Anonymous Monk has asked for the wisdom of the Perl Monks concerning the following question:

I'm using WWW::Mechanize and I'm trying to figure out how to get all the outbound links in a page. Getting all links within the same domain is easy enough:
use strict; use Data::Dumper; use WWW::Mechanize; my $mech = new WWW::Mechanize; $mech->get('http://example.com/'); my $hostname = quotemeta( $mech->uri()->host ); my @inbound_links = $mech->find_all_links( url_abs_regex => qr!^https?://$hostname/! ); print Dumper(\@inbound_links);
However, I'm having a brain fart and cannot figure out how to do the inverse, getting all links NOT in the current domain?

Replies are listed 'Best First'.
Re: Get all outbound links with WWW::Mechanize?
by Corion (Patriarch) on Mar 23, 2011 at 15:43 UTC

    The easy way is to just pull all links and apply your regular expression outside:

    ... my @outbound_links = grep { $_->url !~ qr!^https?://$hostname/! } $mec +h->find_all_links; ...

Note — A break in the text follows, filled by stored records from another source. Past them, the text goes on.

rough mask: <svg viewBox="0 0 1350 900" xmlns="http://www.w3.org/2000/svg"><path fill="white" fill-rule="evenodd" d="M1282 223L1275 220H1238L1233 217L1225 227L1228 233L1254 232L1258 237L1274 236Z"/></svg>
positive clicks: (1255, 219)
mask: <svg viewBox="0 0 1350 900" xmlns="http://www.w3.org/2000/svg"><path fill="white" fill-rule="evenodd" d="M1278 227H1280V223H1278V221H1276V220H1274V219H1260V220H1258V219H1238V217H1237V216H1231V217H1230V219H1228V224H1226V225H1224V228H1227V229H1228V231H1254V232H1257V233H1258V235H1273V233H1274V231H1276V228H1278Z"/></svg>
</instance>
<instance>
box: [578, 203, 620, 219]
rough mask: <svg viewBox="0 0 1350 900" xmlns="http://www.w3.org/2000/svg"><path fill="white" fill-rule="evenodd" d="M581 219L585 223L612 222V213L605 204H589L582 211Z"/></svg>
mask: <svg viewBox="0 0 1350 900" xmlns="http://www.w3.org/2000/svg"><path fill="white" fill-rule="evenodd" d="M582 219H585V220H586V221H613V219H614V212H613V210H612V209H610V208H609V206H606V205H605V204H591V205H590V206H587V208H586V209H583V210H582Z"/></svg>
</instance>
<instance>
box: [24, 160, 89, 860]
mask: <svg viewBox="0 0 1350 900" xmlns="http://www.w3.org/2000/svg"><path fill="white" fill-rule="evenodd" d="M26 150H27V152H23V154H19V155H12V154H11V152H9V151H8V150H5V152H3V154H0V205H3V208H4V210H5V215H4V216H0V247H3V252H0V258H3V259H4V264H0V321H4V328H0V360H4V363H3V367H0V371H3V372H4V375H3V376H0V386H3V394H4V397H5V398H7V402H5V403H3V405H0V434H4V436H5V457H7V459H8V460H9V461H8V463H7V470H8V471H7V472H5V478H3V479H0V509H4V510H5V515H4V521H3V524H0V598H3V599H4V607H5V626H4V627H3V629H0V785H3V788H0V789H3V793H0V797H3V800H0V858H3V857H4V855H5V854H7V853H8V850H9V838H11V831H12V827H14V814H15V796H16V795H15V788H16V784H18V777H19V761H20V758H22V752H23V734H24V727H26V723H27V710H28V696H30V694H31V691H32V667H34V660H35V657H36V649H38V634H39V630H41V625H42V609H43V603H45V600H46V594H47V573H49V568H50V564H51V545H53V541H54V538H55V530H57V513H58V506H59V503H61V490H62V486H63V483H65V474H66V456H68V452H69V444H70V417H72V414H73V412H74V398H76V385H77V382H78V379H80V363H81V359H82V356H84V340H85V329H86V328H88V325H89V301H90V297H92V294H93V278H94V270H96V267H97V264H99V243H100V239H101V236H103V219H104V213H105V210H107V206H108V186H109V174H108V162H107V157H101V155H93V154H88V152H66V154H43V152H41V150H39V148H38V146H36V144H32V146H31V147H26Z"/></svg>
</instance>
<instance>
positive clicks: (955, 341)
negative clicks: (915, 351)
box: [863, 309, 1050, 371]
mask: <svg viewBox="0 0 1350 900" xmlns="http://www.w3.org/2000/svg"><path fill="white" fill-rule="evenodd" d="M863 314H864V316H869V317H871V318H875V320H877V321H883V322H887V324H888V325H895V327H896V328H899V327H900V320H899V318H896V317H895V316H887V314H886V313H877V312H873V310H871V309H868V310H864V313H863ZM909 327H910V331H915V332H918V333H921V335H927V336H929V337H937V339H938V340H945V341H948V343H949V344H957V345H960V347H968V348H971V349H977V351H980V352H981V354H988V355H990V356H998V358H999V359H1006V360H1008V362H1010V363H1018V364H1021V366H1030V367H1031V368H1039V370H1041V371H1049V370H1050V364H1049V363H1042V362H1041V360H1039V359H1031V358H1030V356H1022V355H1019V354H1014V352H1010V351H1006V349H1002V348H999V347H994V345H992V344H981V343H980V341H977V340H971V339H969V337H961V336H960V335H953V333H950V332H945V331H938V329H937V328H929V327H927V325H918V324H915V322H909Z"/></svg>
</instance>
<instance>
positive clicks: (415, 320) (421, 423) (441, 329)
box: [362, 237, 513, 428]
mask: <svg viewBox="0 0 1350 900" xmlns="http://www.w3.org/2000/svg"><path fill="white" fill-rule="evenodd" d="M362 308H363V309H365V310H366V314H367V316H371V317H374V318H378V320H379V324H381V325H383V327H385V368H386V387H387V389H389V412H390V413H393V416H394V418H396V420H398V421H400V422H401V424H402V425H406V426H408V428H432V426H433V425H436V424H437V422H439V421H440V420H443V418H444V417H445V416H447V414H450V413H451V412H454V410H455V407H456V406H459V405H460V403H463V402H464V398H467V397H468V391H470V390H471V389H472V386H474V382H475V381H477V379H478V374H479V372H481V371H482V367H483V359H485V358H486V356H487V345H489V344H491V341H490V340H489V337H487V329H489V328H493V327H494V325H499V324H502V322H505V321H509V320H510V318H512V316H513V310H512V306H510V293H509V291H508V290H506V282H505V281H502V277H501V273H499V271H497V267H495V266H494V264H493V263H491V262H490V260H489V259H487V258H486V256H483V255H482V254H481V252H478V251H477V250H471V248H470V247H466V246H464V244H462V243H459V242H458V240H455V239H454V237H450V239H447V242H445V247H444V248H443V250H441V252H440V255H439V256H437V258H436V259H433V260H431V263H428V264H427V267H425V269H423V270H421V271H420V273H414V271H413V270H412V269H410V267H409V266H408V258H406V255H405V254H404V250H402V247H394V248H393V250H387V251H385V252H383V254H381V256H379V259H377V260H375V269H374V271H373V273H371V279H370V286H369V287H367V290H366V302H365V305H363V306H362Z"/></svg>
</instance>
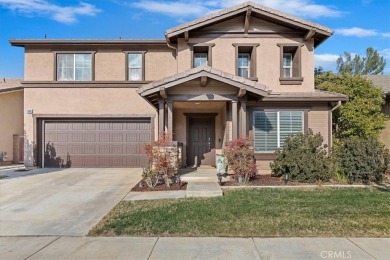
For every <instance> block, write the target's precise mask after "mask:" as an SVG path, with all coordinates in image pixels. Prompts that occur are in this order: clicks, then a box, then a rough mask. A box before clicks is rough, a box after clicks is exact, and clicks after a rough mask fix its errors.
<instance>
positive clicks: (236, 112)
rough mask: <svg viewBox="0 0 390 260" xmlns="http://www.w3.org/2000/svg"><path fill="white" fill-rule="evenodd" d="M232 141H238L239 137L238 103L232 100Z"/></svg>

    The harder way is to make your regular expression look ahead and ensure that it doesn't match:

    my @outbound_links = $mech->find_all_links( url_abs_regex => qr<^(?!https?://\Q$hostname\E/)>, );
Re: Get all outbound links with WWW::Mechanize?
by educated_foo (Vicar) on Mar 23, 2011 at 15:43 UTC
    Try url_abs_regex => qr!^https?://(?!$hostname)[^/]*/!